Adding or converting a basement could be the ideal way to create space if you have a garden that is too small to extend into. This is exactly what the owners of this Grade II-Listed Georgina house did

Party wall agreements

The Party Wall Act provides a legal framework for preventing and resolving disputes in relation to boundary walls, party walls and excavations that are near neighbouring buildings.

Unless you live in a detached house, you will need to reach an agreement with your neighbours over shared walls before converting your basement. The correct notices will need to be issued and consents obtained from all neighbours whose boundaries might be affected at least two months before work begins.

If you are using a contractor to design, manage and complete your basement project, they will usually deal with any party wall agreements that need to be reached, along with planning applications and building regulations. If not, you will need to instruct a surveyor and this can cost £700-£900 per neighbour. 

If you get your neighbours on board, they may consent to the work and there won’t be any fees involved, but you’ll need to get this in writing.

The owners of this 1970s townhouse dug down five metres to add space with a basement conversion. Image: Ensoul

Introducing natural light to a basement

Light wells or skylights are the most obvious way of introducing light and ventilation into a basement. There are potential planning issues – notably within Conservation Areas – but there are design solutions for most situations. A small opening with a walkable grill over it can make a big difference to the feel of a basement space, and add real value. Larger openings can have a protective covering in toughened glass.

If space is limited, you could include a sun pipe that uses glass panels and angled mirrors, to bring natural daylight down into your basement. Equally clever solutions include light-ducts and hi-tech fibre-optic cable systems, where special light fittings are linked via fibre-optics to a solar collector on the roof that will track the path of the sun and feed light down to the rooms below.

Glazed ceiling panels in the ground floor above are another way to bring down borrowed light and suit more contemporary properties, while you may want to consider installing glazed doors – either sliding or bi-fold – out to the garden if the design of your basement allows.

The view from the ground floor into the basement floor of a terraced house in London

Basement tanking

Tanking is the most common way of waterproofing an underground space. This involves applying a coating to the interior of the porous basement walls to create a waterproof barrier. This can be in the form of a membrane that is fixed to the walls or as some kind of waterproof render or sealant.

The two main methods to choose from are brush-applied tanking or a cavity membrane drainage system. Whichever you choose, products should be British Board of Agrément certified and you should receive an insurance-backed guarantee. Of course, adequate heating and ventilation will also help prevent condensation from forming.

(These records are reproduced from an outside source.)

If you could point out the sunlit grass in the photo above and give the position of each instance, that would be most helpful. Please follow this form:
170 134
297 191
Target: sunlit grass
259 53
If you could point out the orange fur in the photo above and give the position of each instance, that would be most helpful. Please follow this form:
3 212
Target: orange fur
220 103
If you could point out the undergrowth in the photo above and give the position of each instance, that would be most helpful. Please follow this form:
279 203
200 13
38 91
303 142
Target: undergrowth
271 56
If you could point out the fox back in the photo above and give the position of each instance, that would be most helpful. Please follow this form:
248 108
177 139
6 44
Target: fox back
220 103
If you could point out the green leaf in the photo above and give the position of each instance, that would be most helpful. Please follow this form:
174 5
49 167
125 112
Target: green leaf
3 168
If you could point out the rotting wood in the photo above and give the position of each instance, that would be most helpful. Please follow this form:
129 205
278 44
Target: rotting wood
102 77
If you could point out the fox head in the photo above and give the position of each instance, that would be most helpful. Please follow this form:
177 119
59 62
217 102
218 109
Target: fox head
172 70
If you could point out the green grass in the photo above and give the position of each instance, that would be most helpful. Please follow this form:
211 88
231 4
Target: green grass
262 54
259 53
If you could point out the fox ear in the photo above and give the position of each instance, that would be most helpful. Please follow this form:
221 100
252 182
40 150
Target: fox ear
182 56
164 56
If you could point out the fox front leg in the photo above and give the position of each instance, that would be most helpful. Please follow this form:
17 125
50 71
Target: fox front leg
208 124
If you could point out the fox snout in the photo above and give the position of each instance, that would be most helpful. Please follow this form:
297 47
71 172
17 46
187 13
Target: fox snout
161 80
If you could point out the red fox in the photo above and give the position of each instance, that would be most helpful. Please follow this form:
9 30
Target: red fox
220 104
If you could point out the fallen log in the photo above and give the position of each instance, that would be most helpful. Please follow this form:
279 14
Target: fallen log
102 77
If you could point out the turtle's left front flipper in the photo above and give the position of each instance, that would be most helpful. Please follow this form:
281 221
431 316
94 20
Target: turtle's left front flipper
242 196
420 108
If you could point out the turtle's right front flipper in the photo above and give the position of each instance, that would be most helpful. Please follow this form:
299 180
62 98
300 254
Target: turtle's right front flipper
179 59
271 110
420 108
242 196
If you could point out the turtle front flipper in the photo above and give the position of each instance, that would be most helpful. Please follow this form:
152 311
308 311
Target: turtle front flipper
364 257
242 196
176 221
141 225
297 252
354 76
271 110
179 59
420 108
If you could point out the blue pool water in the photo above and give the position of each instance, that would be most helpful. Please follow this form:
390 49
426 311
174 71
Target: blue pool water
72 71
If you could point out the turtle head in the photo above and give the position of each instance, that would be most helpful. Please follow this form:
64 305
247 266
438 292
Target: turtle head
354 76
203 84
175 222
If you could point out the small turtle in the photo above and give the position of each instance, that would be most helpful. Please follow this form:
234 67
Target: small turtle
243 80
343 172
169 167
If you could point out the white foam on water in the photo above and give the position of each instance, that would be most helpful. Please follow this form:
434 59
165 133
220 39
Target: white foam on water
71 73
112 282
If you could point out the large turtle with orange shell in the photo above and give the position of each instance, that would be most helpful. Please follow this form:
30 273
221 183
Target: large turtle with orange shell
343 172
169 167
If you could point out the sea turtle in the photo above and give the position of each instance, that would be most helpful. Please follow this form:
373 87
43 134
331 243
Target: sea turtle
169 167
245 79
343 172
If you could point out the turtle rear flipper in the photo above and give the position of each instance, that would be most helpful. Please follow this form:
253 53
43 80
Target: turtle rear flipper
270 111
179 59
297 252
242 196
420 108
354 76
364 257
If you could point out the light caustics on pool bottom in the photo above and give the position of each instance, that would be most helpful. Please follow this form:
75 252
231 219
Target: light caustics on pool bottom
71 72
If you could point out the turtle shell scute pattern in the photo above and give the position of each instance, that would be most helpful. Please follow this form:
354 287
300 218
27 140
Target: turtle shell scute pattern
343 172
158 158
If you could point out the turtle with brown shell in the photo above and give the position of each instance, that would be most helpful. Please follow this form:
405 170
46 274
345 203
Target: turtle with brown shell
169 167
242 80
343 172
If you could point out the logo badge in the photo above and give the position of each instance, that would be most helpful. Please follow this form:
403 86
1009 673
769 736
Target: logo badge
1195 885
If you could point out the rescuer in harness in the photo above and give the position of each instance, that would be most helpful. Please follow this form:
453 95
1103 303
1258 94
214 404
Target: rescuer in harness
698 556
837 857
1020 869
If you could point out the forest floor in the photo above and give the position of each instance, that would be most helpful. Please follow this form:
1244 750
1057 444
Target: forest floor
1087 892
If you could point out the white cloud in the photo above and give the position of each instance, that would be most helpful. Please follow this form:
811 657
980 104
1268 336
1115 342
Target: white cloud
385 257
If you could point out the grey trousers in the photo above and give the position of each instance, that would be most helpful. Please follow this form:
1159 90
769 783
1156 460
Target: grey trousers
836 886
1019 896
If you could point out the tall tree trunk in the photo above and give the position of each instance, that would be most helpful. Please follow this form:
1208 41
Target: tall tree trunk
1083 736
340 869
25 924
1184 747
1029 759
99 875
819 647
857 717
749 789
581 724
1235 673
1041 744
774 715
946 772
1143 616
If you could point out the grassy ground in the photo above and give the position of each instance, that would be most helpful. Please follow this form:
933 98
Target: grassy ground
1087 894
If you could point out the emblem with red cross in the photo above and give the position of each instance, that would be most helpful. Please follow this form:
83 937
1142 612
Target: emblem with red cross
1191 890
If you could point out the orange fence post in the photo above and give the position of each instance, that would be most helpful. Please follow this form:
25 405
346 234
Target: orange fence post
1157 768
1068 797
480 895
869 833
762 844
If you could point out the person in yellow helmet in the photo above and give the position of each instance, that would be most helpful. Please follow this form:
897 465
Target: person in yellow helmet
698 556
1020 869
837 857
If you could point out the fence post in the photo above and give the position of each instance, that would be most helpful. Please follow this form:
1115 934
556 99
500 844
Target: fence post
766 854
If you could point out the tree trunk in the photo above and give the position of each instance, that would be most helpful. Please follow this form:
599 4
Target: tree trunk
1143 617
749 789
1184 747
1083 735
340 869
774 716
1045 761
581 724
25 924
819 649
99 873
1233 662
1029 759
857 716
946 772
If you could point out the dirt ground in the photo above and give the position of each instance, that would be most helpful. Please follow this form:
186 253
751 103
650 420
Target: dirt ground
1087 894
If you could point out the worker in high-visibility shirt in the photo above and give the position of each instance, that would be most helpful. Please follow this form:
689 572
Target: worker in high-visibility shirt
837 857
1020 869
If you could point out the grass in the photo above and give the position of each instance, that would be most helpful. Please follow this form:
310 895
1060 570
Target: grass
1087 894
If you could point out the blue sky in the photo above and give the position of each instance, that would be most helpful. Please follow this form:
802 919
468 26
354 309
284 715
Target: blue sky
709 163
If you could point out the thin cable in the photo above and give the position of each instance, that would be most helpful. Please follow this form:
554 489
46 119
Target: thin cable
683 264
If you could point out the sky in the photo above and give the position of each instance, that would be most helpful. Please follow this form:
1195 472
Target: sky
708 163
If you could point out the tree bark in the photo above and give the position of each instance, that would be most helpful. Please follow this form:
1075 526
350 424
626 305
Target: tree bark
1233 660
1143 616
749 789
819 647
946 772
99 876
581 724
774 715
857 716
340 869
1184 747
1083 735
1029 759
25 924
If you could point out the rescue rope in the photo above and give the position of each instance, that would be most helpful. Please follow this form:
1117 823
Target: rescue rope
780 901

Light wells in the roof of a basement gym flood the subterranean space with light. Image: Ensoul

Stopping damp

Building regulations require that all floors and walls below ground level are waterproofed, to stop damp entering a building’s structure. Water penetration can be tricky to control; it’s not unusual to find basements where two or three different systems have been applied – bitumen, cellar paint and/or render – but all have failed for one reason or another. Find the right solution for your basement with an assessment by a waterproofing contractor with a proven track record.

For basements where the water table is higher than usual, or in old homes where the cellar walls may be more porous, you will need to have a cavity membrane drainage system. This takes water out of the basement, either naturally or with an electric pump.